I’m serious. I mean, forget all the Old Yeller bullshit. We all cried then. I get damp cheeks for nothing these days. Street musicians, public service announcements, that moment in Star Wars when Threepio abandons R2D2 in the desert, bus shelter advertisements, whatever. Any cheap emotional trick and I’ve suddenly, you know, got something in my eye. I misted up watching Transformers 3 because I thought the compositing was good.
This is why I’m a little alarmed at the prospect of watching Charlie Custer’s upcoming documentary, Living With Dead Hearts. If Michael Bay’s effects shots can leave me honking into my tissue in a Chinese movie theater, god only knows what a heartbreaking documentary about actual kidnapped children in China will do. That empathic circuit that fatherhood gave me makes it impossible for me to watch that kind thing without imagining the same thing happening to my own little boy. And Zach missing is absolutely the worst thing that I can possibly imagine. If Zach was missing I know I would spend every single waking second wondering if he were OK? Hungry? Afraid? Injured? Crying somewhere? Just thinking about it now is making my sinuses swell, which is inconvenient since I’m sitting in Aseana economy class while I write this.
But that empathy is also why I made a modest (and I do mean modest) donation into Charlie’s Kickstarter fund for the project when he first started out, a few months ago. Charlie is a longtime China resident, fellow Sinica podcast contributor, Penn-Olson China editor, and author of the excellent Chinageeks blog. I think Living With Dead Hearts is a great project, and Charlie’s doing it on a shoestring. He recently posted a trailer and appeal for more donations to fund completion, and I’m happy to re-post it here. I encourage you to watch and share it with anyone else you think might be interested either in supporting the project, or just seeing it when it’s done.
But if you’re a parent, keep a hanky handy.
See also:
Lost Laowai blog’s interview with Charlie Custer.





I have a six-month old daughter and I haven’t been able to bring myself to watch the video of Yueyue or Custer’s video for exactly the same reasons.
Yeah, I read the posts and looked at the stills and that was enough for me. It’s impossible for me to hear about that kind of thing without projecting my own boy into that kind of situation. I didn’t have the stomach for the video.
For those who are wondering (although it’s now all over the mainstream media), it’s here.
The YueYue video has literally haunted me and brings me to tears when even just thinking about it.
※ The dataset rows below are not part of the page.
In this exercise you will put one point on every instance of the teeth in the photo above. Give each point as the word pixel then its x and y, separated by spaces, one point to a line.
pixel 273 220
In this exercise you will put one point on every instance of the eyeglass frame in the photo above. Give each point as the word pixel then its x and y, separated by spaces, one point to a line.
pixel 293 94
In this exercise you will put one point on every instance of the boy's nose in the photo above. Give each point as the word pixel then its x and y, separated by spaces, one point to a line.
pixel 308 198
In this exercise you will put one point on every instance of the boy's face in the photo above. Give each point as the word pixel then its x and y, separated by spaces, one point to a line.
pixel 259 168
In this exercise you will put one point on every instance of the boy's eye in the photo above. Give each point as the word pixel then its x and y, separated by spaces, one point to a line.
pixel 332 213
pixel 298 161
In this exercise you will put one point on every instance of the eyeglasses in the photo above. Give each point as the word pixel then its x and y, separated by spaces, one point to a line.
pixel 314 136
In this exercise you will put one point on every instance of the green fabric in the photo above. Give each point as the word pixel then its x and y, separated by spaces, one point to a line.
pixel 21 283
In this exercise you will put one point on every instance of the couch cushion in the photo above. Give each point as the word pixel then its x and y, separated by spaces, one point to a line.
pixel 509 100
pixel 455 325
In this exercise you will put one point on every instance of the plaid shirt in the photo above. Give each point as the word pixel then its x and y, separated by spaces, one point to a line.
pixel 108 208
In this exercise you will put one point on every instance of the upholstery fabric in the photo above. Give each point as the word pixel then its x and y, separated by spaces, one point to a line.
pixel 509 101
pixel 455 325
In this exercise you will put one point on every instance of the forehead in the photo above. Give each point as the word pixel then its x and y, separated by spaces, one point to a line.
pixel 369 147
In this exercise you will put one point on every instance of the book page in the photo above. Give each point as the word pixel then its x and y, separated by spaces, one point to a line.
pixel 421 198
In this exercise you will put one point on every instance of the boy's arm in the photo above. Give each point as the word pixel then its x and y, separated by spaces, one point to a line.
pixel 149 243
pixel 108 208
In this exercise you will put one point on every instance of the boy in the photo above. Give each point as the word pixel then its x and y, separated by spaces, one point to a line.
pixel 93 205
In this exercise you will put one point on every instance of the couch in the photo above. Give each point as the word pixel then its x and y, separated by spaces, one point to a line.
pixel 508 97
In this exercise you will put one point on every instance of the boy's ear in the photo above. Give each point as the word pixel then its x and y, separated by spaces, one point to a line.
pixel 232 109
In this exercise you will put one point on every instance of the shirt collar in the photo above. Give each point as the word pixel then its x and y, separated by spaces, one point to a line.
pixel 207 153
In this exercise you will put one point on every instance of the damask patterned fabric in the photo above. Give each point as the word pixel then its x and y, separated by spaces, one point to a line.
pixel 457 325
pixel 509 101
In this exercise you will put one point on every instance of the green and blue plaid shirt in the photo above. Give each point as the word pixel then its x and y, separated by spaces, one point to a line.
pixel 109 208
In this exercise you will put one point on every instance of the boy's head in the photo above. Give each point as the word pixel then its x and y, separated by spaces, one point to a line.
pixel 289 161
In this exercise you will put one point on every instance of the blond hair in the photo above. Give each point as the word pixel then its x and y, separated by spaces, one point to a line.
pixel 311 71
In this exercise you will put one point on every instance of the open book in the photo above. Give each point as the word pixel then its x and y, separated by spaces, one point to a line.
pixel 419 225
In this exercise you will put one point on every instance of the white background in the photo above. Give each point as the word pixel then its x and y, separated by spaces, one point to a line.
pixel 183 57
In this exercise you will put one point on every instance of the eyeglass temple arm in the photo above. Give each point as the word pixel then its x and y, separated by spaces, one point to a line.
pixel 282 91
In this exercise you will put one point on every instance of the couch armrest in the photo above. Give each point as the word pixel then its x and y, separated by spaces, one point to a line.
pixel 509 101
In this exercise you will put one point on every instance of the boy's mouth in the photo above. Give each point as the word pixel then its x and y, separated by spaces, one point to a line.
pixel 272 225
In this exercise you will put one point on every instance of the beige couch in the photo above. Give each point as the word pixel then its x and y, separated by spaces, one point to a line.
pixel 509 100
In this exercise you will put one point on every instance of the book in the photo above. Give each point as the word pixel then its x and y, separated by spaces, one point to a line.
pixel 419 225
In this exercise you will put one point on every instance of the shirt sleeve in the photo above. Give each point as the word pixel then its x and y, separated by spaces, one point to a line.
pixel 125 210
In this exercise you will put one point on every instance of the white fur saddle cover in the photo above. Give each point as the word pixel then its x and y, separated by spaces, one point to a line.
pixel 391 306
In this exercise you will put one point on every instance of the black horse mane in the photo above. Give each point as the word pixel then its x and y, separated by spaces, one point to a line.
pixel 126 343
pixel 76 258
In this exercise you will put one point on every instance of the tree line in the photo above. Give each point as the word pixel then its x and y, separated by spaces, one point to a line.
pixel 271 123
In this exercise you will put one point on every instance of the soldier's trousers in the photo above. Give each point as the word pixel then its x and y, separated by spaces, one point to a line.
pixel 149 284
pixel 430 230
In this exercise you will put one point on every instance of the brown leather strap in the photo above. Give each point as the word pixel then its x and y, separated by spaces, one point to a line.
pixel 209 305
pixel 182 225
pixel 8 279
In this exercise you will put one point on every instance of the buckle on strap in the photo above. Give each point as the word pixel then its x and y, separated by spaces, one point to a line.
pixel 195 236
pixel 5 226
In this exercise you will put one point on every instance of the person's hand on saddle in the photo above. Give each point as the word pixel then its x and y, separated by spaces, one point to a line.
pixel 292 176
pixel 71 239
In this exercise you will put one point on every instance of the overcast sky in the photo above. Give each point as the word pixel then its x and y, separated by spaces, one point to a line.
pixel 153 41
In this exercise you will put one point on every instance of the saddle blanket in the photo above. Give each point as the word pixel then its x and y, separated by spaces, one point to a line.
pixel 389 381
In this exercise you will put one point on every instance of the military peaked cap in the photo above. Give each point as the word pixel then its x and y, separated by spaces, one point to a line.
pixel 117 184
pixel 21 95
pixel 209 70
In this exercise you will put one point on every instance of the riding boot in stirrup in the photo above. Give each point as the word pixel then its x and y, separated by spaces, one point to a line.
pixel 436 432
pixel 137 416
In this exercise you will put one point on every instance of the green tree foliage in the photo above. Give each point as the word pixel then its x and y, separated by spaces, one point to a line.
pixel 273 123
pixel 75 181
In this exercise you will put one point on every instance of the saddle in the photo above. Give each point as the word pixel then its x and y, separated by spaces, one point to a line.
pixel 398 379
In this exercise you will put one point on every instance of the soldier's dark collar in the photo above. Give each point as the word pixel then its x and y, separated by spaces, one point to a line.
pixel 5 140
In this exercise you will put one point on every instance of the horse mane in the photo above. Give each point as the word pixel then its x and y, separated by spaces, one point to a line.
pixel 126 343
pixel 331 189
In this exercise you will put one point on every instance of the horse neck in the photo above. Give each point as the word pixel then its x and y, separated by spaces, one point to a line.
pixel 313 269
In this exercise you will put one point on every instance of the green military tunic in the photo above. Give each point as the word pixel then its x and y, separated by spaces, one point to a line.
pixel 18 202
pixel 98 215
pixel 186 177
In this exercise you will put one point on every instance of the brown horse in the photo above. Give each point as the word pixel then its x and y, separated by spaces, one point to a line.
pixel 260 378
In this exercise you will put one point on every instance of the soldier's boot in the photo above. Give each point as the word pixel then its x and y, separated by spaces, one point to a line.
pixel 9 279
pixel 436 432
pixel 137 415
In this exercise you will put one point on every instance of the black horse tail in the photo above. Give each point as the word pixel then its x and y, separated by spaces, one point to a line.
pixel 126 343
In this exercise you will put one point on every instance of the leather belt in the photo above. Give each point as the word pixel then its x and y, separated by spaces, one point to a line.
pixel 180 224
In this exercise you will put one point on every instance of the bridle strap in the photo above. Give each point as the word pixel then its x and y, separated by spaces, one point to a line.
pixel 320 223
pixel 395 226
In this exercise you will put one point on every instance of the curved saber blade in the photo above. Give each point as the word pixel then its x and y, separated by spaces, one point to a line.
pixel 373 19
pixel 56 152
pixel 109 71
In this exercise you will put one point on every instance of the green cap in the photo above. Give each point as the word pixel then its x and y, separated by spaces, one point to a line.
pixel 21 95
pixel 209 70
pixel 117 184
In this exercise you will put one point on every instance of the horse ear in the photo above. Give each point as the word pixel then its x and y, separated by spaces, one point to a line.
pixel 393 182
Most horrifying image I have seen. Ever.
Great post, Will! Reading it, I was reminded of my own father, who has also been known to cry at odd moments (he did cry watching the trailer as well, or so he tells me). Not being a father yet, I can’t comment on the extent to which that changes you but for what it’s worth even now I dont have the stomach to watch the YueYue video. I saw a couple photos in the news and even that was too much…
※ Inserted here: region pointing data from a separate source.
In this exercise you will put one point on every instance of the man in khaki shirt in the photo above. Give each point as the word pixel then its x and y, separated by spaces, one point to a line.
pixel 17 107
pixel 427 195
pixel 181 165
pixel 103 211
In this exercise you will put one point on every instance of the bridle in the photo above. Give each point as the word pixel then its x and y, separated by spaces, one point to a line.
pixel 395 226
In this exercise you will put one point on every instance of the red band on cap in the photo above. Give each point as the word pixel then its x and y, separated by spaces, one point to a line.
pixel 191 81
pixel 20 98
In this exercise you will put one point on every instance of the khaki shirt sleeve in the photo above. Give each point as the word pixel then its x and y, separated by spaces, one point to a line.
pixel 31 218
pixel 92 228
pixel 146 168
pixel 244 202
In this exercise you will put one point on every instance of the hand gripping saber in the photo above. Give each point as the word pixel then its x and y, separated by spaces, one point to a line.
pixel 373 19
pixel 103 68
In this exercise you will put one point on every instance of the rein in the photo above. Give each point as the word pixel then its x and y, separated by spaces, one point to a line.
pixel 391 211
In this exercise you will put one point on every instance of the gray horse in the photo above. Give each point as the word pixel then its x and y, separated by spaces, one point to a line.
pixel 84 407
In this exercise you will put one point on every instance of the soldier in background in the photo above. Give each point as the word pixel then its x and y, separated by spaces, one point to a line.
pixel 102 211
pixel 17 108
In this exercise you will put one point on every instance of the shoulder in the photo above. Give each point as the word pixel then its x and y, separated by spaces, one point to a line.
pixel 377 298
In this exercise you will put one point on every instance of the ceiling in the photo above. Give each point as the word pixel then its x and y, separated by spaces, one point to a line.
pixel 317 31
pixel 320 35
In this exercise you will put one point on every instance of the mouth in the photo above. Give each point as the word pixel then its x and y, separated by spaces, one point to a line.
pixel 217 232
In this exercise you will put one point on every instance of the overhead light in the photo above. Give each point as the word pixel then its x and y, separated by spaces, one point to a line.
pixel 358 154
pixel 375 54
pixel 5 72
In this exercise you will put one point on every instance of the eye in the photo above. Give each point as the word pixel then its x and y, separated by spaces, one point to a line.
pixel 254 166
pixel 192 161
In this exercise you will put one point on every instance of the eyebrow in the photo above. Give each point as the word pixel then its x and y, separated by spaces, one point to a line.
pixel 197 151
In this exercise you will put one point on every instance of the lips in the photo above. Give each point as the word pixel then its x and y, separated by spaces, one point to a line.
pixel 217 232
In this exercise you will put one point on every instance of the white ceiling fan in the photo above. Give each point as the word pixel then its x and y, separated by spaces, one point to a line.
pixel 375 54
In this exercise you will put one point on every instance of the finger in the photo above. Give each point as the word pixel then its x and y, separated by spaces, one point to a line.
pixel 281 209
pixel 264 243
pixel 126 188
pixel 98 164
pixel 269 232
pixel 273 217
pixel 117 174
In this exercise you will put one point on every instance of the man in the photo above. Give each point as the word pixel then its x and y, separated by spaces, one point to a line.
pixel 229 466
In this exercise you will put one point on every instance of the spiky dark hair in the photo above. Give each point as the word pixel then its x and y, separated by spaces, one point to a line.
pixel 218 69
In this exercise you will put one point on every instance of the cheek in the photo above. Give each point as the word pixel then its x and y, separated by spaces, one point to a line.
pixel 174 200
Great post Will, and couldn’t agree more. I’ve always been a bit “sensitive”, but now when I see stuff (I notice it most in films) involving a child, or a child and their parent, it drills right to the core.
I haven’t been able to watch the YueYue video yet, and doubt I will. I just can’t see what insight or perspective that it will give me. It’s impossible to even read about it and not picture my son in that situation, I don’t need the visual aid.
I just read the update that she died and it’s heartbreaking.